Dynatrace Intelligence DQL examples

Latest Dynatrace
Reference
7-min read

These examples illustrate how to build powerful and flexible health dashboards by using DQL to slice and dice all Dynatrace Intelligence reported problems and events.

Davis problems represent results that originate from the Dynatrace Intelligence root-cause analysis runs. In Grail, Davis problems and their updates are stored as Grail events.

Problem example 1
Count the total number of problems in the last 24 hours.
Problem example 2
Count the current number of active problems.
Problem example 3
Chart the number of problems in the last 7 days to identify a trend within your environment stability.
Problem example 4
Identify the top 10 problem-affected entities within your environment.
Problem example 5
Join entity attributes with detected problems and apply a name filter.
Problem example 6
Load the last state of a given problem.
Problem example 7
Load all active problems and exclude all those that are marked as duplicates.
Problem example 8
Calculate the mean time to resolve for problems over time.
Problem example 9
Show a chart of the concurrently open problems over time.

Davis events represent raw events that originate from various custom alerts within Dynatrace or within the OneAgent.
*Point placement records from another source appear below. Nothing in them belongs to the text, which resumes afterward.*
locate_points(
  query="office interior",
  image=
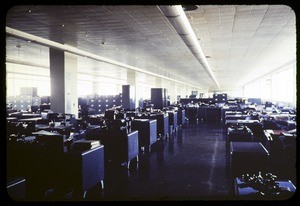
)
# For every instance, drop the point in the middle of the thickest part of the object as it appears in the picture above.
(150, 102)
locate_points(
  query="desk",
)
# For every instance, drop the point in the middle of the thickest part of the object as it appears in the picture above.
(247, 157)
(162, 123)
(246, 192)
(147, 131)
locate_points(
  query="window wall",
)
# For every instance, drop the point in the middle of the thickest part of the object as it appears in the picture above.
(278, 86)
(18, 76)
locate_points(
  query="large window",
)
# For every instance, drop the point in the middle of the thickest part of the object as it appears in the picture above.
(279, 86)
(18, 76)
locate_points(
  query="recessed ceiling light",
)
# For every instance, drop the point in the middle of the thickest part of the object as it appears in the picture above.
(189, 7)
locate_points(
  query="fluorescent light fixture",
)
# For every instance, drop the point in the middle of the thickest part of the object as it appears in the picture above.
(76, 51)
(181, 24)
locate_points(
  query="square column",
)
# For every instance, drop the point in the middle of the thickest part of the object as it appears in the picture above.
(63, 77)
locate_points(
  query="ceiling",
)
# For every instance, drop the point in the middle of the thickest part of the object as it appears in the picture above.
(241, 42)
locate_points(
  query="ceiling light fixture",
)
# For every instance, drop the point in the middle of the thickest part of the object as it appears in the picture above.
(178, 19)
(189, 7)
(76, 51)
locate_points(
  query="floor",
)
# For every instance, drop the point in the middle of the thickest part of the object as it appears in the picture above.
(189, 165)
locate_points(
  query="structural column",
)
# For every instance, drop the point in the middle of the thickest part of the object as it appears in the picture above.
(131, 80)
(63, 75)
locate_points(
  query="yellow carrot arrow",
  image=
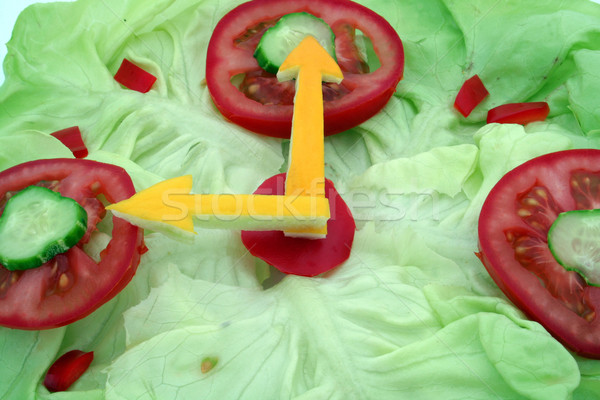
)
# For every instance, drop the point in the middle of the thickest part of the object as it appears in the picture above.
(310, 64)
(168, 207)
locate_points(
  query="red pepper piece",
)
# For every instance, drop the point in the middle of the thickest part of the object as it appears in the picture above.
(470, 95)
(71, 137)
(67, 369)
(298, 256)
(133, 77)
(519, 113)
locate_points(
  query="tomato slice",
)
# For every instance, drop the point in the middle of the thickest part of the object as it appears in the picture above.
(306, 257)
(133, 77)
(67, 369)
(71, 137)
(263, 105)
(471, 93)
(71, 285)
(513, 230)
(519, 113)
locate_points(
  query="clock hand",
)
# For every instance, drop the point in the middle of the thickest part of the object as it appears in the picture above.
(310, 64)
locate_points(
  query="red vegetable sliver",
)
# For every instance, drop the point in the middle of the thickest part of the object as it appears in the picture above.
(133, 77)
(470, 95)
(519, 113)
(306, 257)
(67, 369)
(71, 137)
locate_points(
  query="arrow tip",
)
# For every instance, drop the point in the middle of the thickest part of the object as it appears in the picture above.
(161, 207)
(310, 54)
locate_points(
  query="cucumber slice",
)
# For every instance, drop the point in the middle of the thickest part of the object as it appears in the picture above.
(279, 40)
(36, 225)
(574, 240)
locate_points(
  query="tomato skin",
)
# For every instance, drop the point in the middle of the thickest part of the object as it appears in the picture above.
(71, 285)
(71, 137)
(369, 92)
(529, 276)
(298, 256)
(67, 369)
(133, 77)
(471, 93)
(518, 113)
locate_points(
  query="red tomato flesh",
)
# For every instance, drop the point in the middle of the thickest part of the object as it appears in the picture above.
(513, 229)
(306, 257)
(67, 369)
(518, 113)
(71, 137)
(471, 93)
(262, 104)
(72, 284)
(133, 77)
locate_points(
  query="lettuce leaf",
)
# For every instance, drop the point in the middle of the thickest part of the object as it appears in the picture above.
(412, 313)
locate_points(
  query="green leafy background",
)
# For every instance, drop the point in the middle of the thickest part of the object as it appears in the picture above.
(412, 313)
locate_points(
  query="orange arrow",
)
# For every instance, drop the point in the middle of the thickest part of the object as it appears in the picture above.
(310, 64)
(168, 207)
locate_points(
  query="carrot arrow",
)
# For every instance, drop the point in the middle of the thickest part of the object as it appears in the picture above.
(168, 207)
(310, 64)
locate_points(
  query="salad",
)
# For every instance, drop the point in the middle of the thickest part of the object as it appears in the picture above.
(413, 312)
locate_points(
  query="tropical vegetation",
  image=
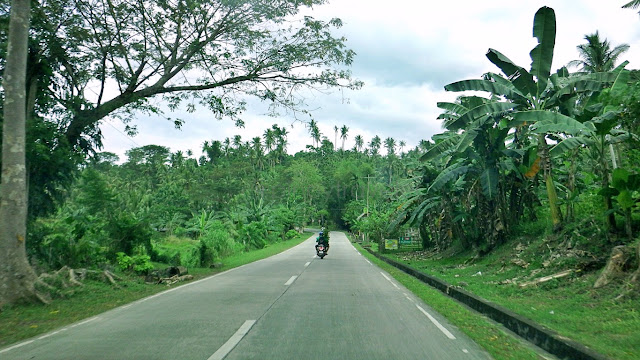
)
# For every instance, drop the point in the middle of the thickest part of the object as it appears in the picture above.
(522, 148)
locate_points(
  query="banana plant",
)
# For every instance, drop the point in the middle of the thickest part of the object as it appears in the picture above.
(535, 103)
(602, 134)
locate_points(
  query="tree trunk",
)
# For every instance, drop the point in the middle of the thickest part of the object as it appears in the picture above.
(556, 213)
(619, 258)
(17, 278)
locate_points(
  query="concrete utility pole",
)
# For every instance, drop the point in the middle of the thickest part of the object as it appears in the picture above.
(367, 212)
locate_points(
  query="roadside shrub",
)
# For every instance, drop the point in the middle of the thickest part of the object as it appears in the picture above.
(179, 251)
(215, 243)
(254, 235)
(140, 264)
(291, 234)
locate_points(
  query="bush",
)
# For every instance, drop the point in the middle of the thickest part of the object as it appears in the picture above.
(140, 264)
(179, 251)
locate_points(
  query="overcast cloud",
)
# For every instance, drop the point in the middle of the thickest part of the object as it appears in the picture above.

Examples here are OneAgent-detected CPU saturation events or high garbage collection time events.

Davis event example 1
Chart the number of process restart events in the last 7 days.

Count the total number of problems in the last 24 hours

Fetches table dt.davis.problems.
Uses the summarize DQL command to get the total number of distinct problems.
The event.id holds the unique problem ID, which is stable across all refreshes and updates that Dynatrace Intelligence reports for the same problem.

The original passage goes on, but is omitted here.